Now, when MR. "S" came along,

he became my buddy in crime. In the crime of eating everything that is strange and smells a bit out of the ordinary. At seventeen years old, he can't see or hear much any longer, but lo, he can SMELL. That little 14 pound rag-muffin can smell when I peel an orange, bite into a carrot, or open a can of sardines. Sardine juice, whether in oil, mustard sauce or Luisiana hot sauce, it doesn't matter; he is my pal!

He and I are much alike. He would eat a skunk's hind-end if it was fried-up right.

So, when the outdated Limburger cheese started to overwhelm the refrigerator with its highly attractive aroma, it was time to partake. "S" and I had overstayed our welcome as far as the smell in the frig goes. He was ready for action the minute I exposed the delicacy to the room.

Homemade bread, with a thick schmeer of the cheese on it, covered with a slice of raw onion, what could be better? A dream come true!

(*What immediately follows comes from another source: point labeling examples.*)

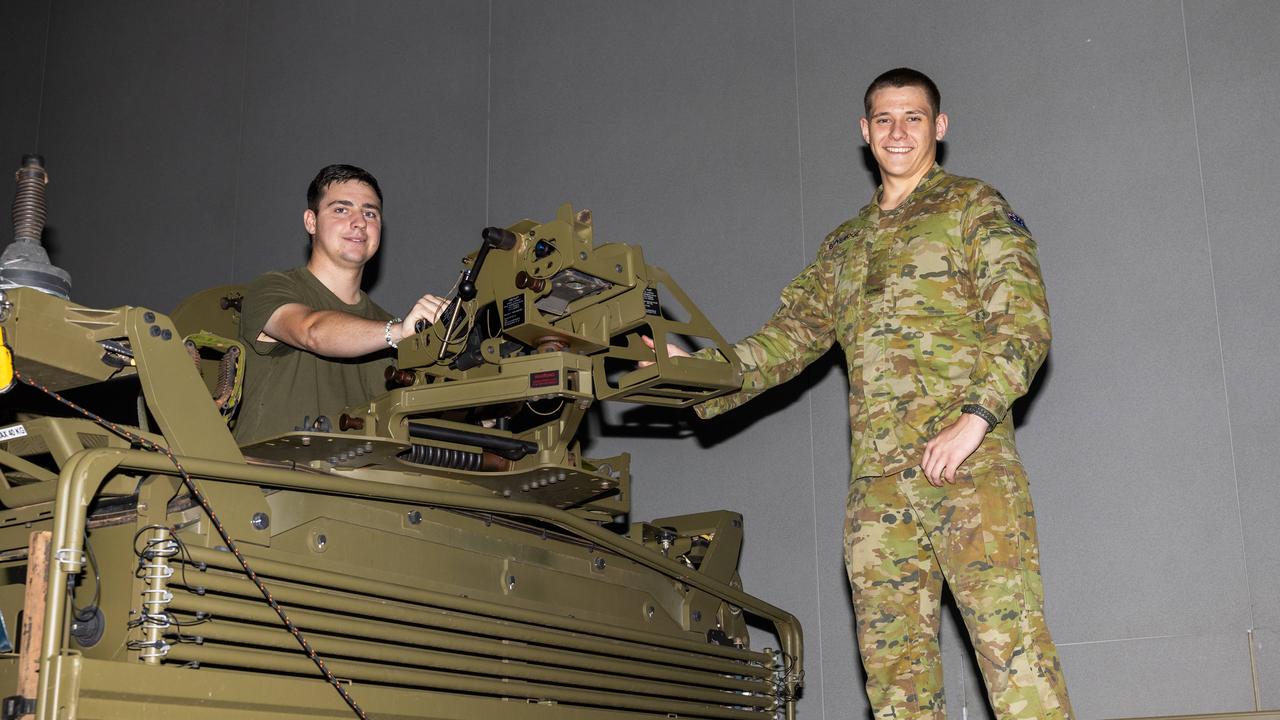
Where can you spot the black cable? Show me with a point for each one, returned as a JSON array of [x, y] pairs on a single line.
[[222, 532], [83, 614]]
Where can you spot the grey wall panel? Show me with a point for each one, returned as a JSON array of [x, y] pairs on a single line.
[[1235, 76], [1182, 674], [23, 32], [400, 90], [138, 128]]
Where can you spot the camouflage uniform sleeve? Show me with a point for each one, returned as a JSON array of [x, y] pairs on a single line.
[[800, 331], [1013, 308]]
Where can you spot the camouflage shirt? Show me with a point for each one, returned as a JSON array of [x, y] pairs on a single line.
[[937, 304]]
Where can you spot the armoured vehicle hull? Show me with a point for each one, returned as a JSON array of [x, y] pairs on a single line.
[[444, 552]]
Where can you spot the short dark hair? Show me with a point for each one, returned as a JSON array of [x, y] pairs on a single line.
[[330, 174], [904, 77]]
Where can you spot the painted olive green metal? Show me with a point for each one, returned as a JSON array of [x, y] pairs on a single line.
[[510, 584]]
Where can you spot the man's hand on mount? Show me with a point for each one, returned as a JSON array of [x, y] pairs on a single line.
[[951, 447], [428, 308]]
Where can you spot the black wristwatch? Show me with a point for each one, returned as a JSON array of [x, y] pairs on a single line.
[[982, 413]]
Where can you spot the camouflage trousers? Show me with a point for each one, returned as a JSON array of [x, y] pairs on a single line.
[[903, 537]]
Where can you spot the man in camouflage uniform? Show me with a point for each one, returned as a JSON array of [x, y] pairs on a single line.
[[935, 294]]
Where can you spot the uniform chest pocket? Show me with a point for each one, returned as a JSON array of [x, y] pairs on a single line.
[[926, 278]]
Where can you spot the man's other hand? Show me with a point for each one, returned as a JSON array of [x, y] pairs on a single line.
[[951, 447], [672, 351], [428, 308]]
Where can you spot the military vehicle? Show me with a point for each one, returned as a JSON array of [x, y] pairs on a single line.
[[446, 551]]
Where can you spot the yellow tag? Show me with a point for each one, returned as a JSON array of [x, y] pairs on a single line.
[[5, 364]]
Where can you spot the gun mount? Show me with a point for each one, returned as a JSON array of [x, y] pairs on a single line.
[[447, 550]]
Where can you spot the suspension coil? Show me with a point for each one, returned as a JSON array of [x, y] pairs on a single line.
[[28, 203], [154, 570], [24, 261], [444, 458]]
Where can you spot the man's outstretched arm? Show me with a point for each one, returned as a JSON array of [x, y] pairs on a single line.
[[334, 333]]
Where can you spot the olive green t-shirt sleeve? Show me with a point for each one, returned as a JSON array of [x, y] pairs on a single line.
[[263, 297]]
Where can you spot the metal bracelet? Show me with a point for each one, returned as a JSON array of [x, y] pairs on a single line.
[[982, 413], [387, 332]]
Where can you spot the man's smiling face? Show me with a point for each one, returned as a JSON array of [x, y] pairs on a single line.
[[347, 226], [903, 132]]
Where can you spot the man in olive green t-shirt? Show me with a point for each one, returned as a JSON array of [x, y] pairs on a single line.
[[316, 342]]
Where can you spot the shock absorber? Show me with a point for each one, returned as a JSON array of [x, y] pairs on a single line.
[[154, 620], [24, 263]]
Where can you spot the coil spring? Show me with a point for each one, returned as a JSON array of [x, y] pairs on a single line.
[[155, 570], [28, 203], [443, 458]]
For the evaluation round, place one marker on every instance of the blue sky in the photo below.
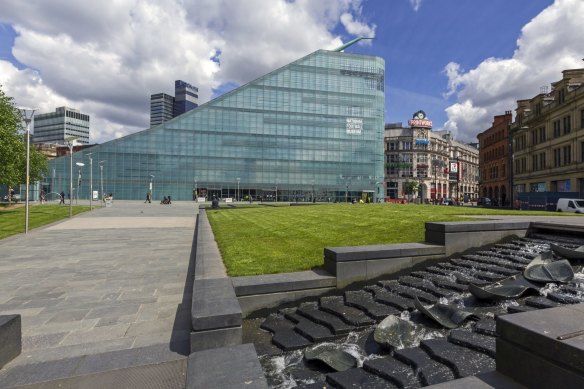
(462, 61)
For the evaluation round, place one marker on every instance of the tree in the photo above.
(13, 147)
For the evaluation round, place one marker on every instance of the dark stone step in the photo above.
(520, 308)
(564, 298)
(314, 332)
(498, 261)
(430, 372)
(540, 302)
(350, 315)
(408, 292)
(384, 296)
(485, 267)
(486, 327)
(481, 343)
(425, 285)
(357, 378)
(276, 322)
(336, 325)
(571, 289)
(401, 374)
(289, 340)
(364, 300)
(463, 361)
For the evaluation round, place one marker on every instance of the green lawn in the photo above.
(266, 240)
(12, 218)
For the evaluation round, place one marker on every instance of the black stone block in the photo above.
(364, 300)
(336, 325)
(290, 340)
(350, 315)
(357, 378)
(429, 371)
(464, 362)
(400, 374)
(10, 338)
(541, 302)
(481, 343)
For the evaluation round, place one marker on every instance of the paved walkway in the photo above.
(111, 279)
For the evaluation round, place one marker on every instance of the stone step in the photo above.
(486, 327)
(384, 296)
(408, 292)
(336, 325)
(425, 285)
(364, 300)
(430, 372)
(357, 378)
(350, 315)
(540, 302)
(464, 362)
(481, 343)
(564, 298)
(152, 366)
(10, 338)
(520, 308)
(399, 373)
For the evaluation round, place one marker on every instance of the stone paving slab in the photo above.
(111, 279)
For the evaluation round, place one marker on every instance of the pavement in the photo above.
(112, 279)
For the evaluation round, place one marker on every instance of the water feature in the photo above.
(347, 322)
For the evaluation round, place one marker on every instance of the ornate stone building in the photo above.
(494, 180)
(548, 138)
(440, 166)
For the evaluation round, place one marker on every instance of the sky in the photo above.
(461, 61)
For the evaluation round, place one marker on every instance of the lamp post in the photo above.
(151, 187)
(27, 115)
(101, 180)
(90, 181)
(237, 179)
(79, 166)
(70, 140)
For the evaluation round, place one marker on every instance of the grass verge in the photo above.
(267, 240)
(12, 218)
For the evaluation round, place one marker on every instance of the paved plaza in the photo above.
(111, 279)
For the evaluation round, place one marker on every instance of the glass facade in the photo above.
(312, 129)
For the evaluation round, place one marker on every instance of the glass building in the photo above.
(311, 130)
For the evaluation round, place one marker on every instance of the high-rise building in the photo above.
(312, 129)
(164, 107)
(186, 97)
(56, 127)
(161, 108)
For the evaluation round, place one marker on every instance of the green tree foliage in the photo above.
(13, 147)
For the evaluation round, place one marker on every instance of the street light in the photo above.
(27, 115)
(238, 179)
(90, 181)
(101, 179)
(79, 166)
(69, 142)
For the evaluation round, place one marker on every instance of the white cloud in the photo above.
(416, 4)
(106, 58)
(550, 43)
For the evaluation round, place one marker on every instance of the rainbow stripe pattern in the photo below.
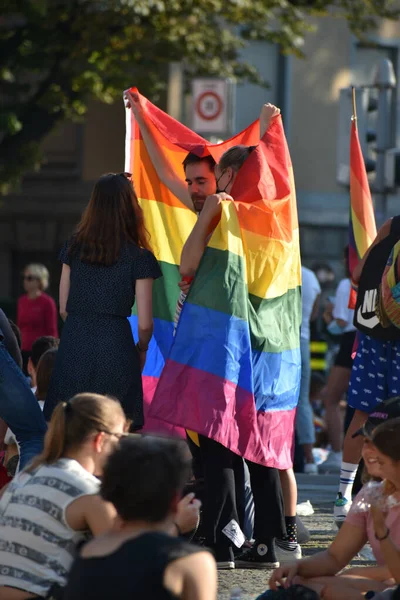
(232, 372)
(362, 227)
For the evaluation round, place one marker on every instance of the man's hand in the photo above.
(284, 575)
(212, 206)
(269, 111)
(184, 286)
(132, 101)
(378, 518)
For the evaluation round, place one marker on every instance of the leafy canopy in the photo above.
(57, 54)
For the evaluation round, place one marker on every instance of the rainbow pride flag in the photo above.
(232, 372)
(362, 227)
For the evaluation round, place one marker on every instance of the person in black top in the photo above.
(107, 266)
(18, 406)
(375, 375)
(139, 558)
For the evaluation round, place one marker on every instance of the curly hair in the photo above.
(144, 475)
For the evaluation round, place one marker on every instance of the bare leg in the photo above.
(289, 490)
(308, 455)
(352, 446)
(337, 385)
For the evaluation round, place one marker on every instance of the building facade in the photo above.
(36, 219)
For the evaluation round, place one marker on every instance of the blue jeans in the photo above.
(304, 417)
(20, 409)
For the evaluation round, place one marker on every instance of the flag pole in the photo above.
(353, 94)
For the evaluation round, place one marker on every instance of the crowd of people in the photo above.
(85, 494)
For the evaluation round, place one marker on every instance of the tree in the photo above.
(57, 54)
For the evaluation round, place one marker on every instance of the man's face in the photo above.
(201, 183)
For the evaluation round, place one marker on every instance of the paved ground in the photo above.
(320, 490)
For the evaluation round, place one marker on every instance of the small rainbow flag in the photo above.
(362, 227)
(232, 371)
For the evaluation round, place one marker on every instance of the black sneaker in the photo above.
(223, 555)
(260, 556)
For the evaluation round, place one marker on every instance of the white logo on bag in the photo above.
(368, 307)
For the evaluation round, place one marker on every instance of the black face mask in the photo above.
(219, 191)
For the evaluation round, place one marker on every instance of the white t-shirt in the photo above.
(310, 289)
(341, 309)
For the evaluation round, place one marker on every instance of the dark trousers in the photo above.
(224, 495)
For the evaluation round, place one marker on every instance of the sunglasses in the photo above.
(126, 175)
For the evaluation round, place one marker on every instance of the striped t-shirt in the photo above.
(37, 546)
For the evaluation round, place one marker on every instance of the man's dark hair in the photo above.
(40, 346)
(192, 159)
(16, 332)
(144, 475)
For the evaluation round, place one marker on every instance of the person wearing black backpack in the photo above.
(376, 369)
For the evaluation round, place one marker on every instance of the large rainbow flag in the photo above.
(232, 372)
(362, 227)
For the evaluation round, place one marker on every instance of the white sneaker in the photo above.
(304, 509)
(332, 464)
(287, 556)
(341, 510)
(310, 469)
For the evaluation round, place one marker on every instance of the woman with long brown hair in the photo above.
(107, 266)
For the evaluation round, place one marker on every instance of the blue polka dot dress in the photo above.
(97, 352)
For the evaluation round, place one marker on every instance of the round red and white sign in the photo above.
(209, 105)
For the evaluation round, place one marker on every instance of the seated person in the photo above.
(42, 380)
(365, 521)
(53, 505)
(139, 558)
(39, 347)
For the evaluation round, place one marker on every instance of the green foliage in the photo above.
(56, 54)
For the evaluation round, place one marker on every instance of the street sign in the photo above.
(212, 105)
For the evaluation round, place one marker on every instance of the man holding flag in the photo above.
(265, 553)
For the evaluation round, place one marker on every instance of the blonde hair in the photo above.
(235, 157)
(72, 422)
(41, 273)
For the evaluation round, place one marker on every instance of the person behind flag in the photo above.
(219, 461)
(199, 183)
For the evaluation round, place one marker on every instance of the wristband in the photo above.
(384, 537)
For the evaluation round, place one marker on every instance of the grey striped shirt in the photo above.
(37, 546)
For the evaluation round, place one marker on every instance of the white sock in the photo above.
(347, 476)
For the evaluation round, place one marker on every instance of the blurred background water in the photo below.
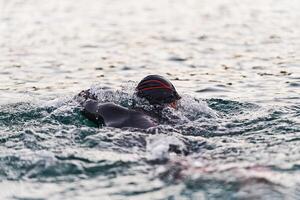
(236, 63)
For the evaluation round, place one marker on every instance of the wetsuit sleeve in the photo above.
(113, 115)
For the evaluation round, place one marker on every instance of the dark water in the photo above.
(236, 134)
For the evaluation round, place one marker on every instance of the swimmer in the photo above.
(157, 90)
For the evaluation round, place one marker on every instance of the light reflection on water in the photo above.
(241, 58)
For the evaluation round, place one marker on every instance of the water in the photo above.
(236, 132)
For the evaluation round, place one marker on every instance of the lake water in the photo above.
(237, 130)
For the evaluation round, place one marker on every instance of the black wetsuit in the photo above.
(110, 114)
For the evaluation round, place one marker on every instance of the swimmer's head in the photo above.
(157, 90)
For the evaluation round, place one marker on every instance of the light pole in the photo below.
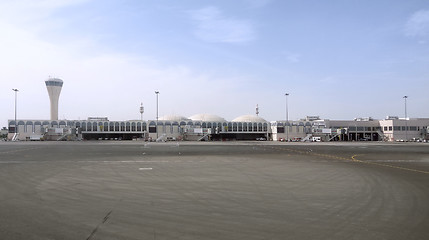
(287, 119)
(16, 98)
(141, 112)
(157, 93)
(406, 122)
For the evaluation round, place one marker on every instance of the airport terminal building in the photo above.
(208, 127)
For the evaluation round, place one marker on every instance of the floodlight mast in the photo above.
(16, 98)
(406, 122)
(157, 110)
(287, 119)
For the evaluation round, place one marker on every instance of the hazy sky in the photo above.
(338, 59)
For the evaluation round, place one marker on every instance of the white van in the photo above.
(316, 139)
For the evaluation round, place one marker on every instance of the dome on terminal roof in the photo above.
(249, 118)
(173, 118)
(207, 118)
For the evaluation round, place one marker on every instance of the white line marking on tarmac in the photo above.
(142, 169)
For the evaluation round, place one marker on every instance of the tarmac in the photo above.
(213, 190)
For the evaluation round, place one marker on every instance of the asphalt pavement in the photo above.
(213, 190)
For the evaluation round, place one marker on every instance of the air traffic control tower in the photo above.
(54, 86)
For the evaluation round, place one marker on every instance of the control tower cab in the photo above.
(54, 86)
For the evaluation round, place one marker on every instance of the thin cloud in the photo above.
(418, 24)
(213, 26)
(257, 3)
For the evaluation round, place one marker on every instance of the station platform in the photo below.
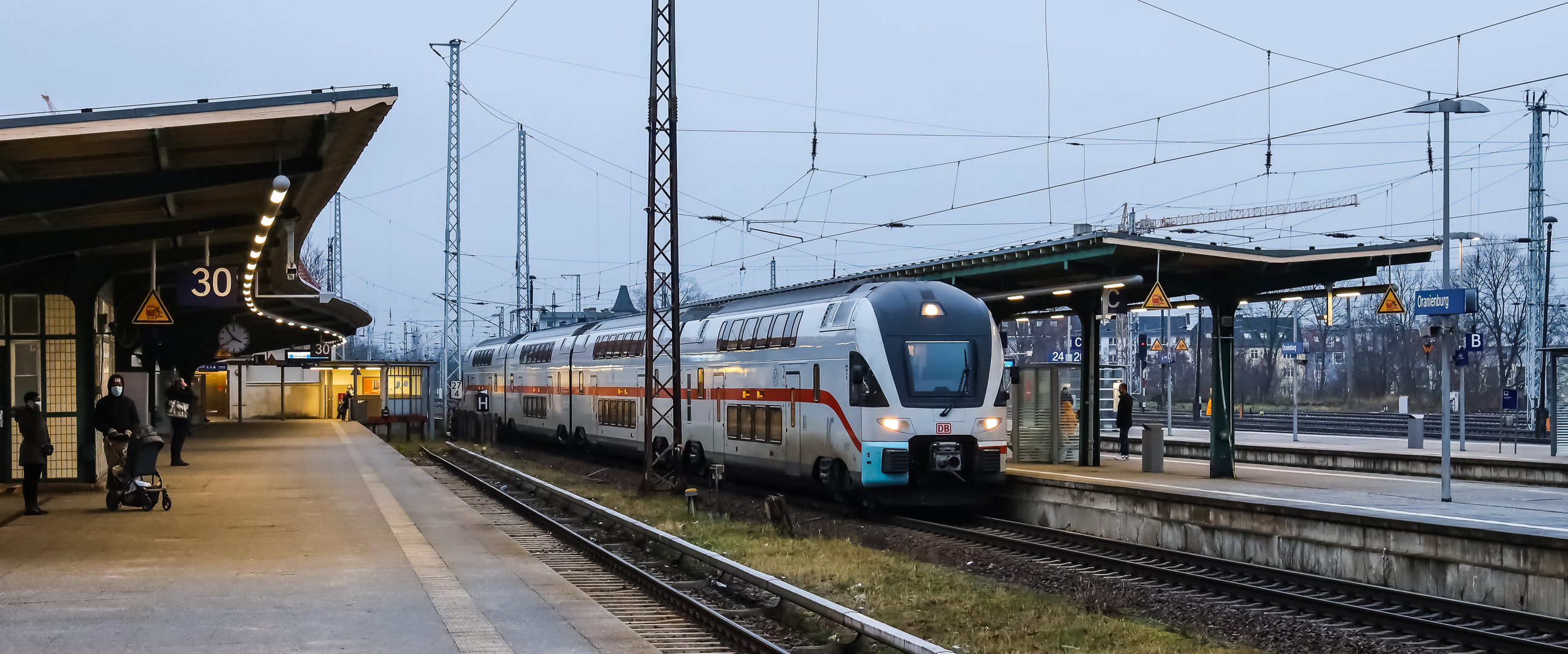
(1495, 543)
(1479, 461)
(284, 537)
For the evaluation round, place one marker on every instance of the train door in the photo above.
(719, 448)
(792, 463)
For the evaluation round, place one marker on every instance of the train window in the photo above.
(618, 413)
(791, 328)
(775, 422)
(865, 391)
(748, 334)
(777, 333)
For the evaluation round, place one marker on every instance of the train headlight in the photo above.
(896, 424)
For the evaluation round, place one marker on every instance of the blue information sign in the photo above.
(1444, 302)
(207, 288)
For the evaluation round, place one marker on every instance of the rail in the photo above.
(1448, 620)
(852, 620)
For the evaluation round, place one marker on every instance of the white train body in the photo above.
(891, 391)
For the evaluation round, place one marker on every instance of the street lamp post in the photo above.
(1446, 109)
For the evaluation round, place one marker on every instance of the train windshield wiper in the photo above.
(963, 385)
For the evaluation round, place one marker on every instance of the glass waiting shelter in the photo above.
(1043, 411)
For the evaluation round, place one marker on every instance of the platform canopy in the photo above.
(87, 195)
(1087, 262)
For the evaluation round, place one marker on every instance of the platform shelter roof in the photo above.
(87, 193)
(1090, 261)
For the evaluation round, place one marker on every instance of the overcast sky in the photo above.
(923, 107)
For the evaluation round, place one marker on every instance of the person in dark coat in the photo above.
(344, 400)
(182, 426)
(35, 448)
(1123, 419)
(116, 419)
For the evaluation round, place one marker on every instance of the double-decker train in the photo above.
(888, 392)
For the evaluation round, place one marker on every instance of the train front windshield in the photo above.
(940, 368)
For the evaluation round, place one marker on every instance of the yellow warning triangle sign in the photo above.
(1391, 303)
(1158, 299)
(153, 311)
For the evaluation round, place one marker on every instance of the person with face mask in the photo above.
(184, 400)
(35, 451)
(116, 419)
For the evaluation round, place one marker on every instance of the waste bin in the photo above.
(1153, 448)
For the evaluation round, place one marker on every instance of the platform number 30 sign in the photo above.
(207, 286)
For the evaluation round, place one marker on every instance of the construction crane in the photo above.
(1255, 212)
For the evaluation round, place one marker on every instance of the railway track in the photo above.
(648, 603)
(1410, 618)
(1361, 609)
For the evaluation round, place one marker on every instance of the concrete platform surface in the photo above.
(1473, 449)
(286, 537)
(1493, 507)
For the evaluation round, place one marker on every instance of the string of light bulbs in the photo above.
(248, 286)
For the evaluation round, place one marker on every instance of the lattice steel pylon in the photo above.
(334, 248)
(524, 320)
(452, 311)
(1535, 259)
(662, 325)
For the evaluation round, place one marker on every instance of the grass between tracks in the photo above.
(963, 612)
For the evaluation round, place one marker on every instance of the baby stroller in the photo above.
(137, 482)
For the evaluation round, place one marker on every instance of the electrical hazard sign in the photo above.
(1158, 299)
(153, 311)
(1391, 303)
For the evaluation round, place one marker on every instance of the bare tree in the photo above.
(691, 294)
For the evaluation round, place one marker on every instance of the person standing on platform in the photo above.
(116, 419)
(344, 399)
(181, 402)
(33, 454)
(1123, 419)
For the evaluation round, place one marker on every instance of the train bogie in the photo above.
(883, 391)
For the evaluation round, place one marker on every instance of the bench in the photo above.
(411, 422)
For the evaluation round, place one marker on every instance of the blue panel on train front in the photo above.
(885, 464)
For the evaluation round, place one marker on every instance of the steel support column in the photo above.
(452, 309)
(662, 325)
(1222, 357)
(524, 319)
(1089, 386)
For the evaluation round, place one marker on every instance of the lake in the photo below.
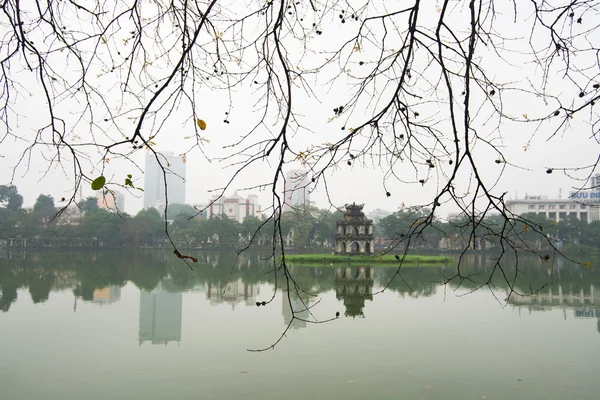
(142, 325)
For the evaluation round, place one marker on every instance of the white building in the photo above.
(296, 192)
(154, 184)
(583, 204)
(234, 207)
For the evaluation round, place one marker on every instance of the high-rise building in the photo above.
(296, 189)
(173, 168)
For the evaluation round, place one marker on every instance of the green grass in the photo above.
(388, 259)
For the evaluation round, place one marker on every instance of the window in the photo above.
(562, 216)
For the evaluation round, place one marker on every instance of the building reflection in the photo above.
(354, 285)
(107, 295)
(584, 303)
(293, 306)
(160, 316)
(232, 292)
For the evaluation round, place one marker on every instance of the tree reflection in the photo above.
(84, 273)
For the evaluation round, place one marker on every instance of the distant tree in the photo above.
(89, 205)
(423, 93)
(145, 229)
(44, 207)
(10, 198)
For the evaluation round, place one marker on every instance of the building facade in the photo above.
(554, 209)
(154, 182)
(234, 207)
(354, 234)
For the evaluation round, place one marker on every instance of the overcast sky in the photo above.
(362, 182)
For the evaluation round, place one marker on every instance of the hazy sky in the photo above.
(362, 182)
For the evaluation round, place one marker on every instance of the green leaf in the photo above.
(98, 183)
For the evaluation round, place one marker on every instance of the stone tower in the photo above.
(355, 233)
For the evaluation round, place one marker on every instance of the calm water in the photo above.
(142, 326)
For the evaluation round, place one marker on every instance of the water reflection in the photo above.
(580, 302)
(160, 316)
(231, 292)
(98, 277)
(107, 295)
(409, 341)
(354, 285)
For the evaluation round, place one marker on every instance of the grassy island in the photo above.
(388, 259)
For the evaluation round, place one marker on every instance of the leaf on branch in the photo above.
(98, 183)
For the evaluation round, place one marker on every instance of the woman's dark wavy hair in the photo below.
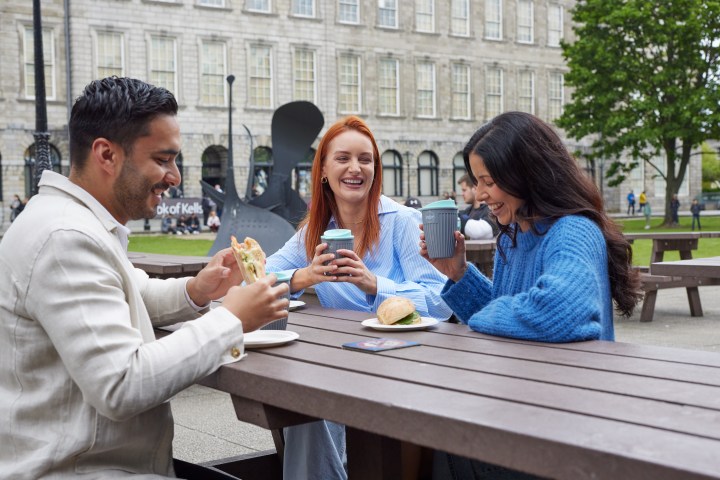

I rubbed a bit of cheese around the plate for him to lick, so my buddy wouln't be mad at me.


Friday, January 6, 2012

No Mud In The House Please


No Mud In The House Please!
My wife and I have been privileged to be on several mission trips to three different continents.
In the Amazon Basin of Peru, there are no rocks. The water table comes to within a foot of ground level. To get water, just dig a hole and watch it fill up. (Do not drink it).

With no rocks or gravel anywhere, you get this and worse most of the year.

In order to mix concrete for the floor of the church we were constructing, we needed gravel. The local missionary was savvy enough to realize the potential of a busted-up old sidewalk from a city project. He had the chunks trucked to within 1/2 mile of the job site. From there the locals carried each chunk to where they eventually became gravel, later to be mixed into concrete for the floor. 

The men first busted the chunks into fist-size pieces. The next man broke those pieces up to gravel size.

On the other side of the world a similar story. In Uganda there are plenty of rocks, but no gravel. At least not for the poor to have delivered and spread on the mud trails that lead to and from the mud huts.
I took this picture of the local gravel pit. All it is is an exposed rock bank along the road. If you look close, you can see several piles of gravel. Those piles are the result of a person chipping, with chisel and hammer, from the solid granite bank. Each pile is owned by the person doing the work. I dare say not one pebble is stolen from the neighbor’s pile.

It makes my heart ache to think about such a life. On the other hand, maybe we are the ones  to be pitied. 

We run, run, run. We worry about germs and calories. We insure everything we got; our house, our jewelry, our cars, our boat, our cows, our health, our life. Sad, sad. What for? Isn’t the Lord in charge? While living in this country is a great blessing, it could also be our undoing. 
“Lay up for yourselves treasures in heaven where moth and rust does not corrupt.”


Tuesday, January 3, 2012

SACK TIME, and I don't mean sleep.

Since 2003, Carol and I treat our grandchildren to Sack Time on Christmas Eve.

You know, we have 12 grandchildren. Buying presents is fun, but wrapping all is a chore.

The sacks are pillow cases with each child's name on it. After the traditional Christmas Eve meal, and at the command "go", the kids dive into their sacks. You have never seen a neat looking house be turned into a path of a hurricane in less than five minutes. You should hear the whooping and screeching and giggling and oohs and aahs.

Back when some of the young'ns were two and three years old, they actually disappeared into their sack, digging for treasures.

Each year the kids have a count-down as to how many days are left till 'Sack Time'.

Keeping track of 12 children's gifts can be a nightmare. But, with the sack ready, Carol just pitches the doodads, from pickles to cream soda, toys to posters, beef jerky to tools, boots to funky sox, nail polish to smelly stuff.  –– On and on, all into the ready sacks until that magic night.

Of course, we have batteries ready, so everything can be tried out.